Resource Works was on hand at this week's Prospectors and Developers Association of Canada annual conference in Toronto. Known simply as PDAC, the event is the world's largest mining gathering with 24,000 attendees flooding into the city this year.
After years of mediocre commodity prices, miners were looking a shot in the arm and it appears they found it in Toronto. "Optimism returns at mining industry’s annual PDAC convention: ‘Everybody’s more upbeat’" read the headline on one story attempting to describe the mood.
If the long hoped-for upswing was the dominant theme, a secondary storyline permeated PDAC: innovation. The two themes are doubtless linked since the lean times have spurred the search for better, cheaper ways to do just about everything. As the United Nations of mining, PDAC was the ideal place to survey trends in innovation at their starting point.
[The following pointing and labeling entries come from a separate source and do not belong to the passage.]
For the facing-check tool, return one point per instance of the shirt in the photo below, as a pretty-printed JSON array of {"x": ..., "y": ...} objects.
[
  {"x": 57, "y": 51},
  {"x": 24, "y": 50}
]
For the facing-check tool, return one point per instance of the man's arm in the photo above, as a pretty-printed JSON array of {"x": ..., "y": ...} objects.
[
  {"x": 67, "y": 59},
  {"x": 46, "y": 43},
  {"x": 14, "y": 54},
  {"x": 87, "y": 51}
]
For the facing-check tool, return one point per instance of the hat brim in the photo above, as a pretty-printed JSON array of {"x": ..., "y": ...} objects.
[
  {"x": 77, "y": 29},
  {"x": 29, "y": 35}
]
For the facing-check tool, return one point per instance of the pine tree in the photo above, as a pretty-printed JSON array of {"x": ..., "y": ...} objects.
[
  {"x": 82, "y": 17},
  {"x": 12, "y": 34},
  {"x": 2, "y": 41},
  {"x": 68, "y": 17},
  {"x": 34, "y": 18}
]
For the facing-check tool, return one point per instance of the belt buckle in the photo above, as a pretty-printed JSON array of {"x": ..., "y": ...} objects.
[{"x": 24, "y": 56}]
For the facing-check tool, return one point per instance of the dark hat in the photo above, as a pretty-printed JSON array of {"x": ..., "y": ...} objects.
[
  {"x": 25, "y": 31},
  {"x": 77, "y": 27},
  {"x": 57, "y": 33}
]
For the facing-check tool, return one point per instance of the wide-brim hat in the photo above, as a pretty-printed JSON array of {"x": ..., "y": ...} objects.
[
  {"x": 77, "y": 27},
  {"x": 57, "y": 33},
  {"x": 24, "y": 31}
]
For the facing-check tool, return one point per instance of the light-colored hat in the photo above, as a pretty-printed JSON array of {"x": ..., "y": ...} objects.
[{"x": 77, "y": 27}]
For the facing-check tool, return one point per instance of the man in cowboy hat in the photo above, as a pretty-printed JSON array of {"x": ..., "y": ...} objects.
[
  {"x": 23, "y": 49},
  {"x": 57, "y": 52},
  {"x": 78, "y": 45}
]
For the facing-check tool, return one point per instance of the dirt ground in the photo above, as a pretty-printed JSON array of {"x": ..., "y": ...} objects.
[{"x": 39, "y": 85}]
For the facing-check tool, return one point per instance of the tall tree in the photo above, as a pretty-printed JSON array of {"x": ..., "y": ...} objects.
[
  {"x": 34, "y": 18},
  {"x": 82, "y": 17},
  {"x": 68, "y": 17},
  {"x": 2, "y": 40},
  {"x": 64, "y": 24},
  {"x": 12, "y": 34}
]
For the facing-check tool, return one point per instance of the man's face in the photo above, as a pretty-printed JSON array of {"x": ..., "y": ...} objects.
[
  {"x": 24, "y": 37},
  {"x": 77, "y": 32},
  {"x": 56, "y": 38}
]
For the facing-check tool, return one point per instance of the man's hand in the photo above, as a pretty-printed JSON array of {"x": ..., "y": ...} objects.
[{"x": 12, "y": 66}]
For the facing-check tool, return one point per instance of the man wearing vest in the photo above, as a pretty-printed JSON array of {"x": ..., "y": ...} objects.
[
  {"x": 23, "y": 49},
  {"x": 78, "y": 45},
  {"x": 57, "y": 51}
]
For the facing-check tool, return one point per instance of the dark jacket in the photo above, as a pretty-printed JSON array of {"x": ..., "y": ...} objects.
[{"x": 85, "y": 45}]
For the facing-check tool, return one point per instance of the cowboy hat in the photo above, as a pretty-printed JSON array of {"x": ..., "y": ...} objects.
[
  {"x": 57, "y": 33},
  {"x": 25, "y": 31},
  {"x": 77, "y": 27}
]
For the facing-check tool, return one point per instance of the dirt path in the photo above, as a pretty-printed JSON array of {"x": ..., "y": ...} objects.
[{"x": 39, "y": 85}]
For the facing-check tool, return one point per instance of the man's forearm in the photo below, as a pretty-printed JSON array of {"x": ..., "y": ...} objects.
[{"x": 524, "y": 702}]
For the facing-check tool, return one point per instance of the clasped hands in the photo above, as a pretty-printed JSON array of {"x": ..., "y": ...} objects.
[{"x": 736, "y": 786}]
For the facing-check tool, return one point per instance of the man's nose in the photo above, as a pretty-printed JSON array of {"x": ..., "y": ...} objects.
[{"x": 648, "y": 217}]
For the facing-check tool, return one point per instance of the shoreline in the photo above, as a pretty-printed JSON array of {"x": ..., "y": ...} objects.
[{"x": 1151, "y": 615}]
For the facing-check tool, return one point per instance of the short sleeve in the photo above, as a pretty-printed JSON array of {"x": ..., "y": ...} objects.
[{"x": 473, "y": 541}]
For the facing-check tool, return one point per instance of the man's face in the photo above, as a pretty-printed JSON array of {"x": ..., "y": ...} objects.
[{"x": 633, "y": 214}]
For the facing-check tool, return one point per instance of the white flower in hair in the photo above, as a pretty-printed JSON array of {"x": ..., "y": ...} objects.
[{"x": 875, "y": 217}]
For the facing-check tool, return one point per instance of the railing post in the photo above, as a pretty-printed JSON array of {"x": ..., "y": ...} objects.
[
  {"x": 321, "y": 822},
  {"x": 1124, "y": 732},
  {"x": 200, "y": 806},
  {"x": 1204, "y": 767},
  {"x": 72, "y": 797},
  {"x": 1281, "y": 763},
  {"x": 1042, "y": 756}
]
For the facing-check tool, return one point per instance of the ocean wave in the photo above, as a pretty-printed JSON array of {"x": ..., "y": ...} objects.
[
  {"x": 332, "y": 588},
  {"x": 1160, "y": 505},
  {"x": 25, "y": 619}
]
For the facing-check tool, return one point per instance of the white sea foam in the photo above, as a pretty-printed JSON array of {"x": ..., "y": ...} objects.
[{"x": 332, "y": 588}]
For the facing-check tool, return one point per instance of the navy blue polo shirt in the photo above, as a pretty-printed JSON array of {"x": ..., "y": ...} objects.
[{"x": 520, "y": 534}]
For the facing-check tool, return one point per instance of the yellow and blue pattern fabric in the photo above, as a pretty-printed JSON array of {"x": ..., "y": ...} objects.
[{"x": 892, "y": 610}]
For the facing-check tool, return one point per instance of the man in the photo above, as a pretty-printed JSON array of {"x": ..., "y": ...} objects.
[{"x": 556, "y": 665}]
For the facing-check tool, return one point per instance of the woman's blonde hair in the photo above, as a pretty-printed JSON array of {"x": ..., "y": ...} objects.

And it was not merely innovation that drove the agenda whether in geophysics, production, environment or finance. The keyword "disruptive" has been added, suggesting that mere innovation is not enough. The talk was of hackathons, the Uberization of mining, and a Dragon's Den inspired program by Goldcorp called Disrupt Mining.
Resource Works has been following this trend with interest. Our tagline "Innovation for the World" has particular resonance when it comes to breakthroughs in resources. Evidence of continuous improvement continues to be one of the most important factors when it comes to winning public support for resource development. This is the only path to escape some of the powerful stereotypes about resource activities that continue to form popular perceptions and inhibit responsible resource development that is essential for human health and prosperity.
During PDAC, a Resource Works documentary team filmed more than 15 interviews with thought leaders in disruptive innovation. We spoke with scientists, research organizations heads, financiers, government change-makers and others for an upcoming release that will examine how disruptive innovation is understood.
One thread running through the PDAC interviews was the degree to which Canada is a thought and practice leader in mining innovation. As Natural Resources Minister Jim Carr pointed out during opening remarks to the conference, the mining industry is "an engine for social and economic development" and more than 560,000 Canadians depend upon it for their employment. While mining commodity exports are a pillar of national prosperity, our capacity to seed Canadian-made innovation around the world is growing. This is further evidence that mining and other resource industries are at the heart of the Canadian knowledge economy, representing a historically significant extension of traditional strengths.
The documentary will be shared next month when executive director Stewart Muir travels to New Delhi where he'll outline the state of disruptive innovation in his speech to the Global Natural Resources Conclave.